Touched by an Alien
leaned my head against his chest. “Just breathe slowly,” he said quietly, while he massaged the back of my neck.
“What’re you doing?” I mumbled. It felt good, and my stomach and head were clearing.
“A little trick I know for keeping beautiful agents from passing out on me again.”
“I’m not an agent.”
“Yet.” He rubbed a little more, and I felt normal again. “All better?”
“Yeah.” I pulled away from him a bit. “How is it you know what I’m feeling?”
“I’d like to say it’s because I’m so in tune with you.” He sighed. “Actually, it is because I’m so in tune with you. I’m empathic. It’s a great trait in a field operative. I’m probably the best empath we have. It’s one of the reasons I got to you first.”
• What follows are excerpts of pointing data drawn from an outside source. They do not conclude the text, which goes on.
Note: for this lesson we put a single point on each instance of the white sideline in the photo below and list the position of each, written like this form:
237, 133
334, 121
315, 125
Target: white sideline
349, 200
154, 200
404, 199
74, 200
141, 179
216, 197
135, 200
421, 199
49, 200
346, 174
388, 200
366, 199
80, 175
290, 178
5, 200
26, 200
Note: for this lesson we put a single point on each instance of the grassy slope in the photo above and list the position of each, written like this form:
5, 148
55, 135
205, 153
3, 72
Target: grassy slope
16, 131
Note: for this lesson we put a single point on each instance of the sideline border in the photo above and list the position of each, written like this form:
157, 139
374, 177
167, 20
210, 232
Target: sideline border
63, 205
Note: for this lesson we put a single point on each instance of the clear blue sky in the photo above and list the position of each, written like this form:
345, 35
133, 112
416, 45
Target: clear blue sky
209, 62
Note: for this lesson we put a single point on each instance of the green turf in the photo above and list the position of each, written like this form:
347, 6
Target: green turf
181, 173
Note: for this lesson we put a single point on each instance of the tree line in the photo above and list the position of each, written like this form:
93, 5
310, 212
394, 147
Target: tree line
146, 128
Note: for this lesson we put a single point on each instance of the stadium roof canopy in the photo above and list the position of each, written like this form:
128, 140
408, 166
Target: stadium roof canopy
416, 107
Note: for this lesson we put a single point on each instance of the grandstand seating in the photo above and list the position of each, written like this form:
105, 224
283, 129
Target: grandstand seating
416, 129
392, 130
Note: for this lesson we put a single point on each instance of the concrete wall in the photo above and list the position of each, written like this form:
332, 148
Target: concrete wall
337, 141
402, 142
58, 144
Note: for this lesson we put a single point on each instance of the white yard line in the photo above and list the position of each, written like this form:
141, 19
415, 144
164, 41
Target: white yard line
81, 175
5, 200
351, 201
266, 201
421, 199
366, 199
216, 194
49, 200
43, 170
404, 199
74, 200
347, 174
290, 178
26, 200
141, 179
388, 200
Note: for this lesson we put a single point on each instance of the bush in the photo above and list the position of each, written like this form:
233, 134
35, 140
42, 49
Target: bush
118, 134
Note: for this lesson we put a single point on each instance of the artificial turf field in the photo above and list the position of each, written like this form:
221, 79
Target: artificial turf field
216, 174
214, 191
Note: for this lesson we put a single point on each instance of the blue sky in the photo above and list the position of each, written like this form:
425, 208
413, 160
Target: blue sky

I considered this. A part of me really felt manipulated. The other part, however, was relieved to not be fainting or throwing up. “So, that’s why you wanted to visit Mr. Nareema?”
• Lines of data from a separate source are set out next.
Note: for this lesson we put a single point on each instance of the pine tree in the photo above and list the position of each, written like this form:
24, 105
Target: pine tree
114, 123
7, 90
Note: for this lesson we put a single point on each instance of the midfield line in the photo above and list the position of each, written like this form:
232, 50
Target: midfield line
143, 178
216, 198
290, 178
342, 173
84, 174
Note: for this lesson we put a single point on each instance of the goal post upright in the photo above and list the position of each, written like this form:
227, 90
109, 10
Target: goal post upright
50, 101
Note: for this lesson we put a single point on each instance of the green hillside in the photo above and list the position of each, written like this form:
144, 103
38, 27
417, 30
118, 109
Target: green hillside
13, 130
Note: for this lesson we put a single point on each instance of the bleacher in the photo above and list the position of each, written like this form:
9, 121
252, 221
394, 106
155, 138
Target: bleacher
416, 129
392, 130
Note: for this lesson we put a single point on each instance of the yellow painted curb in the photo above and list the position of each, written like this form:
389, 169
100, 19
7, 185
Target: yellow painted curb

“Yeah. I picked up anxiety, focused toward your apartment and extending toward you. Paranoia really broadcasts well, emotionally speaking. And I wasn’t kidding—he felt better seeing you, but even more so seeing me.”
“Knowing them, that doesn’t really ring true. You look official.”
“And I left after telling him everything checked out okay. Trust me, his anxiety dropped enough to fall off my main radar.”
Nauseated or not, this was interesting. “So, you get emotions from everyone? Doesn’t that get overwhelming fast?”
“It can.” I raised my eyebrow and he grinned. “Okay, yes, it does. A lot. We have blocks—mental, emotional, and drug-related—that all empaths use to keep the emotional chatter down to a minimum.”
“But then, how are you useful if your powers are muted?”
He shrugged. “Our jobs are to spot where a superbeing is likely to form. They don’t attract to low-stress situations for whatever reason. So we only need to monitor high-level emotions. The closer we are to someone, the easier it is to pick up their emotions as well.”
“So, what if someone’s fighting next door when you’re trying to sleep?”
He grinned. “Don’t worry. I won’t lose focus when we’re intimate.”
“Believe me, last thought on my mind.” I had another thought that was well ahead of wondering how Martini stayed in the moment while doing the deed. “Is that why you could control the police at the courthouse?”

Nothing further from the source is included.